Reputation: 923
How can I use a Java Regex to match a banned word, for example if I wanted to ban the word stackoverflow it would match stackoverflow, s t a c k o v e r f l o w and s-t-a-c-k-o-v-e-r-f-l-o-w.
The purpose of this is to stop people from saying banned words in chat. The regex must also work so that their can be anything at either side. For example "Go to stackoverflow, its a good website" would detect stackoverflow.
Upvotes: 1
Views: 304
Reputation: 2364
Though you were asking for a specifically regex-based answer, regex doesn't always scale up to what is needed: especially when handling erratic human input.
There are a few String-similarity algorithms, which, when combined with a simple preliminary phase like Fairmutex's answer, can provide a much more comprehensive ban filter.
One popular algorithm used is Levenshtein Distance. While it is fast, it is based heavily on order of words, so searching for "Stack Overflow" in an input of "Overflow Stack" will give you a negative.
For previous projects of mine I've used this clever algorithm, which takes into account the latter predicament. While it is a bit heavier, it does the job better than regex and Levenshtein Distance.
Another idea would be to run the input through the Strike-a-Match algorithm I linked earlier, and if the input falls above a specific threshold in similarity (say, 50%+ match), run through a specific general-leet filter.
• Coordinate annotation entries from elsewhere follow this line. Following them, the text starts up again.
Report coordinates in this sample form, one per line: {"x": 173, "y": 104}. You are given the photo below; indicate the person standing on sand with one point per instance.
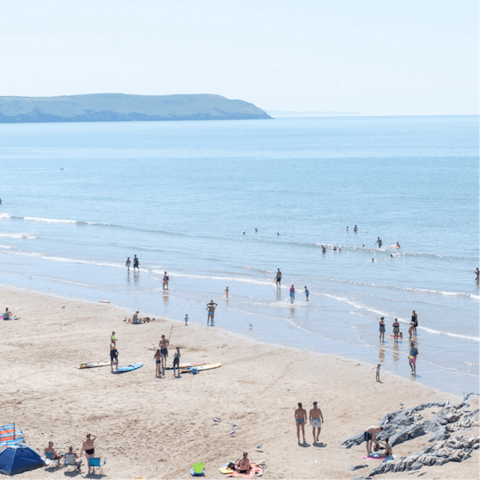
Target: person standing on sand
{"x": 164, "y": 350}
{"x": 211, "y": 312}
{"x": 316, "y": 419}
{"x": 415, "y": 322}
{"x": 300, "y": 419}
{"x": 412, "y": 358}
{"x": 89, "y": 448}
{"x": 158, "y": 363}
{"x": 113, "y": 355}
{"x": 382, "y": 329}
{"x": 176, "y": 361}
{"x": 370, "y": 437}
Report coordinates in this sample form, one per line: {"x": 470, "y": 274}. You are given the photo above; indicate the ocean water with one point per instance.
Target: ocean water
{"x": 79, "y": 198}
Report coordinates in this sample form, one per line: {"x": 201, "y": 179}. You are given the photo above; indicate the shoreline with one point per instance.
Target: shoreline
{"x": 158, "y": 427}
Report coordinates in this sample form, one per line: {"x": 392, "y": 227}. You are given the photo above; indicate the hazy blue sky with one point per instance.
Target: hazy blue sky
{"x": 373, "y": 57}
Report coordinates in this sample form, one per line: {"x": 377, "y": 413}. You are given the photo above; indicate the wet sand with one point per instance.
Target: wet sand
{"x": 158, "y": 427}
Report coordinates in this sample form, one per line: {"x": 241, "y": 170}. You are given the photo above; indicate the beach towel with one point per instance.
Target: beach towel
{"x": 255, "y": 471}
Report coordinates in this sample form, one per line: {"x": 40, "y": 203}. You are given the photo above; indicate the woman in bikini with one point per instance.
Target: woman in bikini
{"x": 243, "y": 465}
{"x": 382, "y": 329}
{"x": 89, "y": 448}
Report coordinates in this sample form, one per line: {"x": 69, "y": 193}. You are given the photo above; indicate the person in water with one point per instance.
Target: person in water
{"x": 412, "y": 358}
{"x": 211, "y": 312}
{"x": 415, "y": 322}
{"x": 300, "y": 419}
{"x": 158, "y": 363}
{"x": 382, "y": 329}
{"x": 316, "y": 420}
{"x": 396, "y": 329}
{"x": 278, "y": 278}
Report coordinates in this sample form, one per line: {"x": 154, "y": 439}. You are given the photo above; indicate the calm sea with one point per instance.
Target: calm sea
{"x": 79, "y": 198}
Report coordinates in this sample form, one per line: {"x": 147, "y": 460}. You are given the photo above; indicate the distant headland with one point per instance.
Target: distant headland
{"x": 119, "y": 107}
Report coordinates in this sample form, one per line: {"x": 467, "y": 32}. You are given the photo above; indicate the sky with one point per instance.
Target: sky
{"x": 372, "y": 57}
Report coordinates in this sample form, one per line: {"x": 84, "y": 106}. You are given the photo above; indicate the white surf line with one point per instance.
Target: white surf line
{"x": 401, "y": 320}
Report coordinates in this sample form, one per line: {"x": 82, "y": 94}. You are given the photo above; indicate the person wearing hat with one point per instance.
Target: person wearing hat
{"x": 316, "y": 419}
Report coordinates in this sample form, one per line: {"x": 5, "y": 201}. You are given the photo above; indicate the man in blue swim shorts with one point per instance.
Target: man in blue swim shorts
{"x": 211, "y": 312}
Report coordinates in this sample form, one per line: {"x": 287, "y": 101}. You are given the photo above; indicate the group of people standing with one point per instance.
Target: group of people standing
{"x": 412, "y": 357}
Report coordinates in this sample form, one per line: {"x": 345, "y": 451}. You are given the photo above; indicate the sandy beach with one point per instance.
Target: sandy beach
{"x": 158, "y": 427}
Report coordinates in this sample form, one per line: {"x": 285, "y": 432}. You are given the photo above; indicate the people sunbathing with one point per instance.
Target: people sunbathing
{"x": 243, "y": 464}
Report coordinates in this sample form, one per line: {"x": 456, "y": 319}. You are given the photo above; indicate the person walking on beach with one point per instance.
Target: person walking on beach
{"x": 89, "y": 448}
{"x": 278, "y": 278}
{"x": 176, "y": 361}
{"x": 370, "y": 437}
{"x": 415, "y": 322}
{"x": 136, "y": 263}
{"x": 113, "y": 356}
{"x": 292, "y": 293}
{"x": 316, "y": 419}
{"x": 382, "y": 329}
{"x": 211, "y": 312}
{"x": 163, "y": 344}
{"x": 158, "y": 363}
{"x": 300, "y": 419}
{"x": 396, "y": 329}
{"x": 412, "y": 358}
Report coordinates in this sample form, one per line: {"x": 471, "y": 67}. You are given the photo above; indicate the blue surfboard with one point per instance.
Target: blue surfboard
{"x": 128, "y": 368}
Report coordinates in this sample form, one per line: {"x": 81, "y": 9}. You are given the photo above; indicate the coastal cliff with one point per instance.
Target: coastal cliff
{"x": 119, "y": 107}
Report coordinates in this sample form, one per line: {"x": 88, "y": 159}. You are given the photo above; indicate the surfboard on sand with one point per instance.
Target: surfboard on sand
{"x": 128, "y": 368}
{"x": 203, "y": 367}
{"x": 186, "y": 365}
{"x": 94, "y": 364}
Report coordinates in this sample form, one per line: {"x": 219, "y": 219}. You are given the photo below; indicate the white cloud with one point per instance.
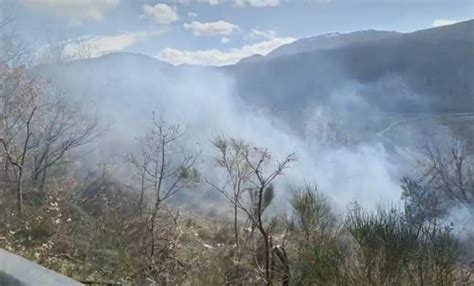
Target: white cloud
{"x": 264, "y": 34}
{"x": 216, "y": 57}
{"x": 257, "y": 3}
{"x": 160, "y": 13}
{"x": 443, "y": 22}
{"x": 243, "y": 3}
{"x": 90, "y": 47}
{"x": 211, "y": 28}
{"x": 75, "y": 10}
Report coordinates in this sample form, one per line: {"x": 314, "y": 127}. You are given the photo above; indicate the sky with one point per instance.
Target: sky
{"x": 213, "y": 32}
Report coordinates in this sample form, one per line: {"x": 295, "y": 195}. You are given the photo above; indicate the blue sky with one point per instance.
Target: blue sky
{"x": 213, "y": 32}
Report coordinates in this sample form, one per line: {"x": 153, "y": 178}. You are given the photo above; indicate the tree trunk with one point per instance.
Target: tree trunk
{"x": 19, "y": 191}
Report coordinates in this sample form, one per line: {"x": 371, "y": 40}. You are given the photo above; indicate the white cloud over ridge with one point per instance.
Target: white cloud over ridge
{"x": 90, "y": 47}
{"x": 162, "y": 14}
{"x": 76, "y": 10}
{"x": 257, "y": 3}
{"x": 215, "y": 57}
{"x": 443, "y": 22}
{"x": 211, "y": 28}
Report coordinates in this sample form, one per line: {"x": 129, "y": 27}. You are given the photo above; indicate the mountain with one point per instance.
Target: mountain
{"x": 356, "y": 73}
{"x": 329, "y": 41}
{"x": 424, "y": 71}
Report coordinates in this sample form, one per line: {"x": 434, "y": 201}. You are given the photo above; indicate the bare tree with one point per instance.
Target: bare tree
{"x": 263, "y": 169}
{"x": 61, "y": 128}
{"x": 12, "y": 49}
{"x": 231, "y": 158}
{"x": 166, "y": 169}
{"x": 20, "y": 103}
{"x": 449, "y": 171}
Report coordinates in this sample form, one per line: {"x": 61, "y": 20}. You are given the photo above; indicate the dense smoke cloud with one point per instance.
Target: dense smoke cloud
{"x": 207, "y": 104}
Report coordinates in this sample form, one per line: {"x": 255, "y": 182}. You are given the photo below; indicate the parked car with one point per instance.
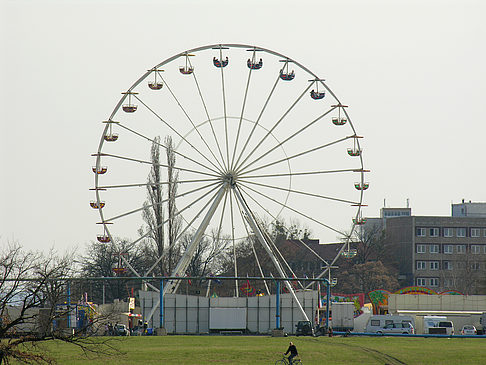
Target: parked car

This would function on the basis of replacing commonly-used leet speak. For example "|\|" would get replace with "n", regardless of spacing.
Upvotes: 0
Reputation: 722
What you can do is strip all non alphanumeric characters here and then match to your banned words. But this will not completely eliminate the chance of conveying foul words to your audience. for example people can use leet of which human cognitive system can understand anyway for example the word "Long" can be written as "|0ng" I will not use real examples so as to keep it clean. for example "Alexander" can be "/\ | 3 >< /\ |\| c| 3 r"
Upvotes: 1